According to the university, this marks the world’s first experimental demonstration of a scalable building block suitable for a quantum repeater. China Daily reports the result as a key step toward making long-distance quantum networks technically feasible.

Pushing Secure Communication Further

In a second line of work, the same group used related techniques to tackle another major goal in quantum communication: device-independent quantum key distribution, or DI-QKD.

Traditional encryption relies on assumptions about computing limits. DI-QKD, by contrast, is designed so that security does not depend on trusting the hardware. Even if communication devices are flawed or partially compromised, the laws of quantum physics ensure that any eavesdropping attempt can be detected.

China Daily reported that the researchers generated high-quality entanglement between two rubidium atoms located far apart and used this setup to demonstrate DI-QKD over urban-scale fiber networks for the first time.

According to the papers, the team successfully transmitted secure keys over 11 kilometers of optical fiber, which is roughly 3,000 times farther than previous demonstrations. They also verified that secure keys could, in principle, be generated over 100 kilometers of fiber, more than two orders of magnitude beyond earlier international benchmarks.

The advances also arrive amid intensifying global competition in quantum technology, where governments see secure communication as both an economic and national-security priority.

The results from both experiments suggest that several pieces required for practical quantum networks are beginning to fall into place. Quantum repeaters address the distance problem, while DI-QKD provides a method for secure communication that does not rely on trusting devices or software.

China Daily framed the work as an important milestone for China’s quantum communication program, signaling that fiber-based quantum networks are moving out of the purely theoretical realm. While large-scale deployment would still require substantial engineering, cost reductions and standardization, the experiments show that key technical hurdles can be cleared under real-world conditions.

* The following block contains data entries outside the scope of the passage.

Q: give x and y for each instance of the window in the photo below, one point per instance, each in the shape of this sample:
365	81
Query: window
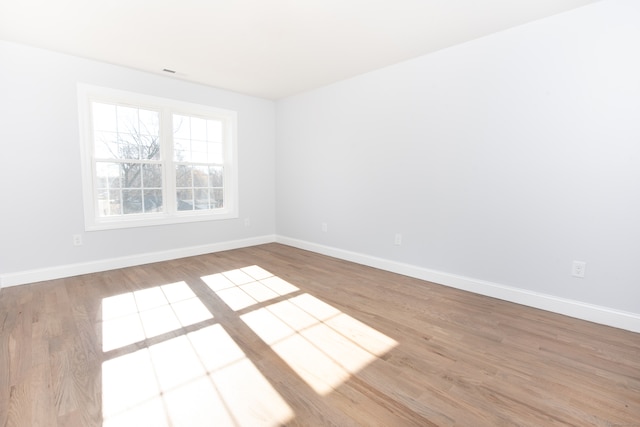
150	161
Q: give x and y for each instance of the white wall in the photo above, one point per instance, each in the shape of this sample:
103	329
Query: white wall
500	160
40	179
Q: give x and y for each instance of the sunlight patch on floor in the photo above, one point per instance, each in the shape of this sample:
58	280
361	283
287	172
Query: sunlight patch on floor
199	379
133	316
323	345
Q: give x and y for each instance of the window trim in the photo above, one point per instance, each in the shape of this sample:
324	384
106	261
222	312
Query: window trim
165	106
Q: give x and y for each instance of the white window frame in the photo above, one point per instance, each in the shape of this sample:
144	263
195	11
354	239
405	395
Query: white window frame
166	107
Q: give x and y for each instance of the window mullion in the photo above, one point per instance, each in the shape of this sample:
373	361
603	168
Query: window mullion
169	175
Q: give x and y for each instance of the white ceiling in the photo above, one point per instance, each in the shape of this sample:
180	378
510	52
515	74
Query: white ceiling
265	48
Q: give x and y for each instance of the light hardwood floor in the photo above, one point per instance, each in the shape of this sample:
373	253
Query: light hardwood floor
272	335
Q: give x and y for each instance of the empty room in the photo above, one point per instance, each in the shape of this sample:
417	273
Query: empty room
309	213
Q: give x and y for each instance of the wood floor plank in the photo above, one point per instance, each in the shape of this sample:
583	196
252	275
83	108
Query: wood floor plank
394	350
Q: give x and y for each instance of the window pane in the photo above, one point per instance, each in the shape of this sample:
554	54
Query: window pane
115	203
185	200
181	128
129	146
200	176
215	176
152	176
104	117
183	176
150	147
202	199
108	175
130	173
106	145
132	201
217	197
152	200
199	151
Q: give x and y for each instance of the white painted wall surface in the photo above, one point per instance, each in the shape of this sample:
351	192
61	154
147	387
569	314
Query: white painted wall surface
502	160
40	181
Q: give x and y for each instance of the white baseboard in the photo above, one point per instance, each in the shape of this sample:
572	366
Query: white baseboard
51	273
580	310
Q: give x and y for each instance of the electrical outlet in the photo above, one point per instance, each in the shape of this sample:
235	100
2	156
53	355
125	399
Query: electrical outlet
577	269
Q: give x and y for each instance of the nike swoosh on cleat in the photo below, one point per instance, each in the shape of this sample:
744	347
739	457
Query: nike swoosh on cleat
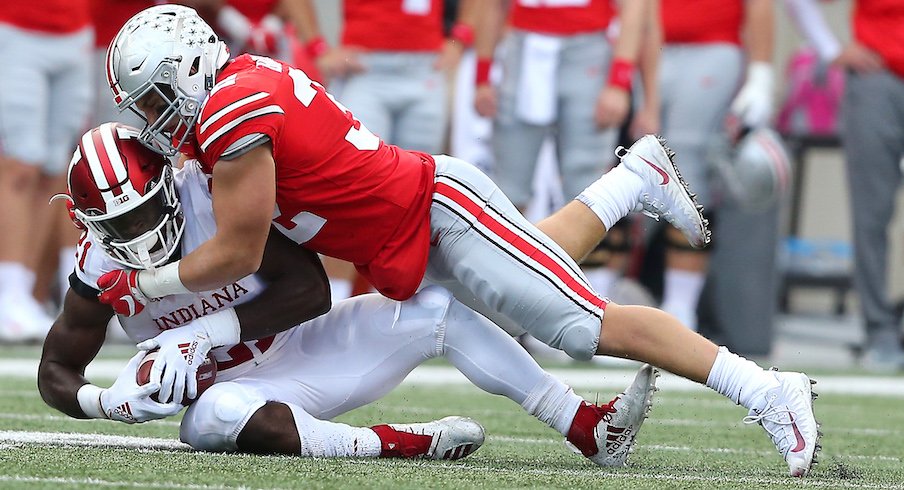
665	176
801	444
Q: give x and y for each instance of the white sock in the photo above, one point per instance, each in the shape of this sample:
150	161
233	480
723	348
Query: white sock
554	403
16	277
67	265
613	195
325	439
681	294
340	289
741	380
601	278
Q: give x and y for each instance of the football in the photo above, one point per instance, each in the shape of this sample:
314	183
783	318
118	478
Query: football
207	374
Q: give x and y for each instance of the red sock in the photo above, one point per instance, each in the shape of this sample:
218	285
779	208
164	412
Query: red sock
398	444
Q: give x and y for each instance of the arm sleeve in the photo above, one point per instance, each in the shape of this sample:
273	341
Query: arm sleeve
244	145
812	25
82	289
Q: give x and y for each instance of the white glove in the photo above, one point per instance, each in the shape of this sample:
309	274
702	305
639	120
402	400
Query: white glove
129	402
753	104
184	349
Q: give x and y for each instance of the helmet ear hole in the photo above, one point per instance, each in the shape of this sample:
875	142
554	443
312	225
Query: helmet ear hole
195	66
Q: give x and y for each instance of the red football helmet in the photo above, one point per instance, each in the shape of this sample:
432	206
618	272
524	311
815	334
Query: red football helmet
125	196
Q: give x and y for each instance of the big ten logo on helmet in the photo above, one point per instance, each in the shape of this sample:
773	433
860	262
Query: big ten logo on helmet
119	201
205	305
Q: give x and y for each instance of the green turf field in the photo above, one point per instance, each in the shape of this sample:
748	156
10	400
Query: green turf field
692	440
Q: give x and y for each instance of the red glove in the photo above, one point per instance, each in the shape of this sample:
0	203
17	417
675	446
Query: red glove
120	290
70	207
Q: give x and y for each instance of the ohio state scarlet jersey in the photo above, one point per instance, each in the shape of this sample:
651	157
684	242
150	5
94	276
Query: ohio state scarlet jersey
177	310
702	21
879	25
561	17
393	25
340	190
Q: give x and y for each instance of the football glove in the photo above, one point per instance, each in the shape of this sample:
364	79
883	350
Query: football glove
184	349
120	290
129	402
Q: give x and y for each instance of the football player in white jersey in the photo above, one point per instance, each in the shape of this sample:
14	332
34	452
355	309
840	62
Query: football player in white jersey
279	384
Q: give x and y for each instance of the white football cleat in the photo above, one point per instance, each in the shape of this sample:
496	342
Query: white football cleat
665	194
605	433
450	438
788	418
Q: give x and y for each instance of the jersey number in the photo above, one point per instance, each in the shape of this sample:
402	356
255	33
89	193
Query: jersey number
358	135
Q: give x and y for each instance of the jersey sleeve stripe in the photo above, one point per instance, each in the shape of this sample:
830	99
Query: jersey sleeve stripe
270	109
231	107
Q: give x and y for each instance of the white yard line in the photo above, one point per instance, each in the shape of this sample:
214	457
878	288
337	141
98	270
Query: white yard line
601	378
11	438
109	483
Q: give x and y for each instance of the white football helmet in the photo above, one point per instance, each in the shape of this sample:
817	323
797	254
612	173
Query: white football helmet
169	50
756	170
125	196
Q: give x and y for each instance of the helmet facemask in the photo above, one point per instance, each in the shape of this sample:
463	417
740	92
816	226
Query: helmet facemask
144	234
174	124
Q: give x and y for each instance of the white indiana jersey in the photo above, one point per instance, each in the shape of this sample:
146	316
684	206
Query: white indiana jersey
177	310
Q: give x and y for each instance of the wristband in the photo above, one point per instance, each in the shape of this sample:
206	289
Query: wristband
621	74
462	33
316	47
222	327
88	397
163	281
482	74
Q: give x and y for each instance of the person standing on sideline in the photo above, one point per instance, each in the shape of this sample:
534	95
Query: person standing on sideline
45	102
873	140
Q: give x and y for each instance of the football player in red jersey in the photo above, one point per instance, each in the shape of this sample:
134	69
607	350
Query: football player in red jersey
45	99
281	150
278	393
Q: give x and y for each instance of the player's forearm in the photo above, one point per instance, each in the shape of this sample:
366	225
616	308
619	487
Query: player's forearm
59	386
760	30
73	341
649	55
244	200
488	28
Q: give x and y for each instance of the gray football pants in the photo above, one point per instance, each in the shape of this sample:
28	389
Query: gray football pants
873	116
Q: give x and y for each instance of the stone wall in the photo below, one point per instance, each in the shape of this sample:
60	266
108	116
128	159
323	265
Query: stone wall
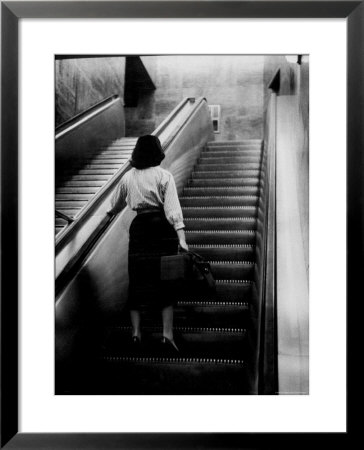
235	82
83	82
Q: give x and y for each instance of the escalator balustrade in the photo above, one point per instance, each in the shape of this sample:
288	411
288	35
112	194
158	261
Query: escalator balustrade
219	203
81	182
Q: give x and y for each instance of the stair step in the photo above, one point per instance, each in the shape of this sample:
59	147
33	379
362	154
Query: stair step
232	270
234	290
212	314
193	342
82	184
184	376
95	172
229	152
63	204
225	252
194	313
58	229
228	159
220	223
76	190
92	177
221	237
223	182
223	200
226	173
219	211
102	161
220	190
60	222
70	212
95	166
224	166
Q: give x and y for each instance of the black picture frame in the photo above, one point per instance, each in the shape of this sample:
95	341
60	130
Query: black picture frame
11	12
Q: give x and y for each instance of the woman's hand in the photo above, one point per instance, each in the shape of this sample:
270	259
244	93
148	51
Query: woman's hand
183	245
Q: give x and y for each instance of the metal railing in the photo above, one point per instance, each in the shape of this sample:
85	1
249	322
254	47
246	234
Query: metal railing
268	286
66	234
105	220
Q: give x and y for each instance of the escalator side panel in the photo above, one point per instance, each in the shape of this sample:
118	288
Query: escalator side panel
99	290
100	130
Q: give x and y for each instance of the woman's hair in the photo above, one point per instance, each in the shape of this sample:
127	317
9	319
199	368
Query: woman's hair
147	152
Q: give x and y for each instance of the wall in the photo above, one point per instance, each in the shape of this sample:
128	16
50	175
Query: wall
292	197
234	82
83	82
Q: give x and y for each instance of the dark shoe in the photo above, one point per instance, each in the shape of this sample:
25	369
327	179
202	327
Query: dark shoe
169	346
136	341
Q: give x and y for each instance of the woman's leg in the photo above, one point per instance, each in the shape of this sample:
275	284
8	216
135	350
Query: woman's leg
135	322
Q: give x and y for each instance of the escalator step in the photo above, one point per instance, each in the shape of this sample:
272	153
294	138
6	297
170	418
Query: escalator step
212	314
232	270
92	177
202	313
233	290
220	223
235	142
225	252
223	200
203	167
94	173
181	376
210	342
226	173
220	190
223	182
231	159
97	165
70	212
71	197
102	161
222	237
77	190
217	153
64	204
82	184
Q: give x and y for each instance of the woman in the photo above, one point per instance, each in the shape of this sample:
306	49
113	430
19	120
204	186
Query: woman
157	230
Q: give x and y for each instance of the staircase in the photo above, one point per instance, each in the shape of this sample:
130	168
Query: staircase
80	183
220	211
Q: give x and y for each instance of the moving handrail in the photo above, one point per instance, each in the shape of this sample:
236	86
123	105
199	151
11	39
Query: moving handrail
268	295
104	220
86	115
66	235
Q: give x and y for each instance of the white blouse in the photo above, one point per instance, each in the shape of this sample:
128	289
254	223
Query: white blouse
153	187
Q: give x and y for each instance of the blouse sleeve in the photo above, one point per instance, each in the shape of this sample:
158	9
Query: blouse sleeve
118	198
172	207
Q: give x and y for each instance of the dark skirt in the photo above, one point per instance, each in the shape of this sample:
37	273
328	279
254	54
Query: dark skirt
150	237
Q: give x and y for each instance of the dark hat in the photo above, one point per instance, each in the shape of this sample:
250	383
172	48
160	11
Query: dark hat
148	152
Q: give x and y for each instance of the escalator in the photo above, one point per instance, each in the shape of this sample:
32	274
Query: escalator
223	193
219	204
83	181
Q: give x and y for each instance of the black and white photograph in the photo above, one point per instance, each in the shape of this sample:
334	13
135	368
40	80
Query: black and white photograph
181	224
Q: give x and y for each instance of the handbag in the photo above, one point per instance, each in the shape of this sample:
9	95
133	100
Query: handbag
189	269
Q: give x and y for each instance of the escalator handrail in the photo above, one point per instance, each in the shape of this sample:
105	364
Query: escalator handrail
268	383
84	116
66	235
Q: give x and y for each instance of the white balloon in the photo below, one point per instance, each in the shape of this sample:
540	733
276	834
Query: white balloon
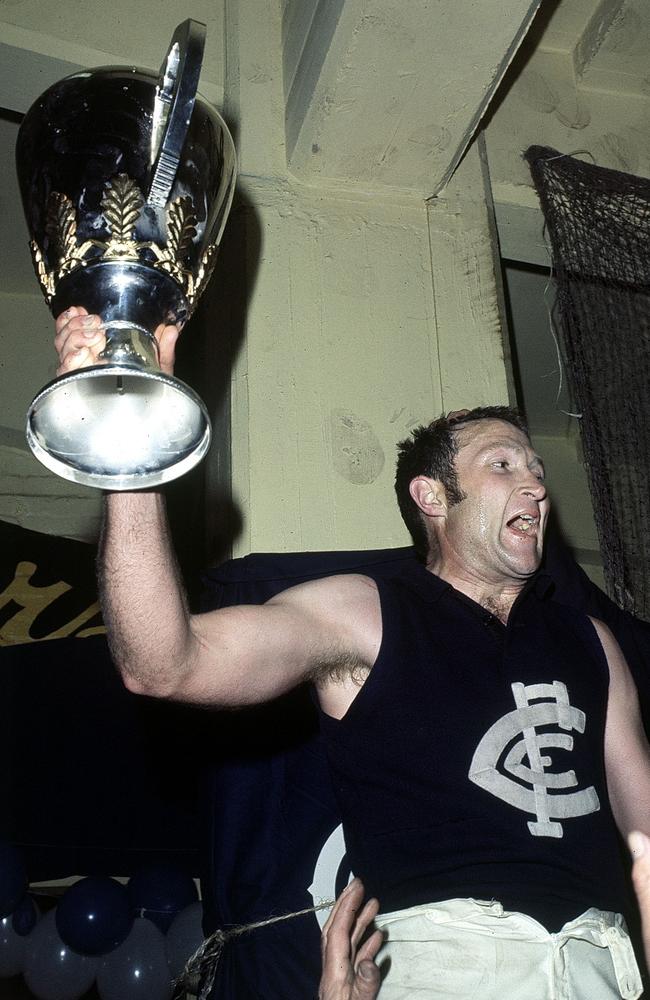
53	971
184	936
137	969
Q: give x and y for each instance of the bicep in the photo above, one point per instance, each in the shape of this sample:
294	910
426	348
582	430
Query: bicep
252	653
627	754
248	654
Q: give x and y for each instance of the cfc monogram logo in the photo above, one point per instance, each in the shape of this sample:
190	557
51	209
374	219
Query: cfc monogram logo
531	787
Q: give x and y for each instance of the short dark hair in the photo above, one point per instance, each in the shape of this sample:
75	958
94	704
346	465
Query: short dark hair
431	451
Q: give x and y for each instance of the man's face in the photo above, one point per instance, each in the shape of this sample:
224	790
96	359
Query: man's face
496	533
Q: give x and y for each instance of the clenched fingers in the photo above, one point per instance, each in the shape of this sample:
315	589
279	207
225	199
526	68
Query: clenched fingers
79	339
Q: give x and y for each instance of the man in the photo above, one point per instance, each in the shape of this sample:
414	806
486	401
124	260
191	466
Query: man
485	741
349	969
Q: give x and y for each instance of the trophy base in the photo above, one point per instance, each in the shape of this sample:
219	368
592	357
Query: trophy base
118	428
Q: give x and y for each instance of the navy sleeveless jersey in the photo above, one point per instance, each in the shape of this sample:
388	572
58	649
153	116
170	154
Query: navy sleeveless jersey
471	762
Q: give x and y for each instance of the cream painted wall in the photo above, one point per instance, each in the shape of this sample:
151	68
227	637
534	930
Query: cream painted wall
339	362
341	355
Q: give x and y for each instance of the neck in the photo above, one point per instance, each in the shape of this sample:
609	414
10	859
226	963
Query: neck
496	596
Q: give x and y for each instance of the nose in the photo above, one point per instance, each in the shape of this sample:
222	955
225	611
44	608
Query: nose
533	487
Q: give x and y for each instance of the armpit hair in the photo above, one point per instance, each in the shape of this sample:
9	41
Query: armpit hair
337	666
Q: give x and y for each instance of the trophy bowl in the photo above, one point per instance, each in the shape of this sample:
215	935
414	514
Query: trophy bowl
127	178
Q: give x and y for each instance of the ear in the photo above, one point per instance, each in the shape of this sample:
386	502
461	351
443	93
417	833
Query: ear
429	495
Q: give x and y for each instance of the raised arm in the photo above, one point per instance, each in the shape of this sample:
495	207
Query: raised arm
627	754
234	656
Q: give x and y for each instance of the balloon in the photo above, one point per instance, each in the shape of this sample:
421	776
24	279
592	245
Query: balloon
138	969
25	916
53	971
183	937
159	892
12	949
13	878
93	916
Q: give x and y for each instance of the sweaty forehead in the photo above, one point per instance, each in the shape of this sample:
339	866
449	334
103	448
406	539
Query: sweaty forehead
481	433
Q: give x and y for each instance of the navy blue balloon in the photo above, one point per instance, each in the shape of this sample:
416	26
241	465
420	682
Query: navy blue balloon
24	917
159	892
13	878
94	916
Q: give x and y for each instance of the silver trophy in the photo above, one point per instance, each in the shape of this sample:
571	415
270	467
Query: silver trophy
127	178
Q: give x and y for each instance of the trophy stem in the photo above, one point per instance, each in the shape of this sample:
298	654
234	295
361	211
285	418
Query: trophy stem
130	345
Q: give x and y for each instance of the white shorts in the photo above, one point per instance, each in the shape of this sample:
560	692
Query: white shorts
467	949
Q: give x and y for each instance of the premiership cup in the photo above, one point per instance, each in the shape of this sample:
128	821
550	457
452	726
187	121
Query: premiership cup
127	178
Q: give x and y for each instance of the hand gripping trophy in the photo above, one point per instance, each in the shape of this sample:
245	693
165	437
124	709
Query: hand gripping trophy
127	179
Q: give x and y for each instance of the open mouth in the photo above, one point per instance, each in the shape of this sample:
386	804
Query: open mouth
523	523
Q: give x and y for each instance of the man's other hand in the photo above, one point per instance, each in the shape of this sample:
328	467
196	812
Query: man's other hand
80	338
349	969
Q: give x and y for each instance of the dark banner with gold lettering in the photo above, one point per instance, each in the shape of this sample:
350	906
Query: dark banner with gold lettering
47	587
95	780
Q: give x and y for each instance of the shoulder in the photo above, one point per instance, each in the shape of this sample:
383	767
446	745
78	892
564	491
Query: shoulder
331	593
621	681
345	607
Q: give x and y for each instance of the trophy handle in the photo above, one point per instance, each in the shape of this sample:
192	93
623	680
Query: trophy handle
175	96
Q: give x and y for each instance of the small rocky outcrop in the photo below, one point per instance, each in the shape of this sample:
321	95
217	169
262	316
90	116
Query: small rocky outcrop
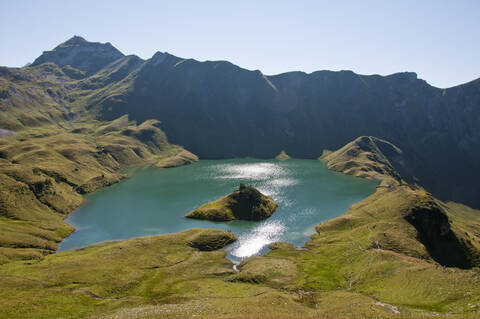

From a national security perspective, the work points to future military networks that could transmit commands and intelligence with security guaranteed by physics rather than encryption software, reducing the risk of interception or decryption. Such quantum links could be used to secure communications between command centers, satellites, and forward units, particularly in environments where adversaries have advanced cyber or signal-intelligence capabilities.

China Daily is owned and operated by the Publicity Department of the Chinese Communist Party and functions as China’s official English-language newspaper.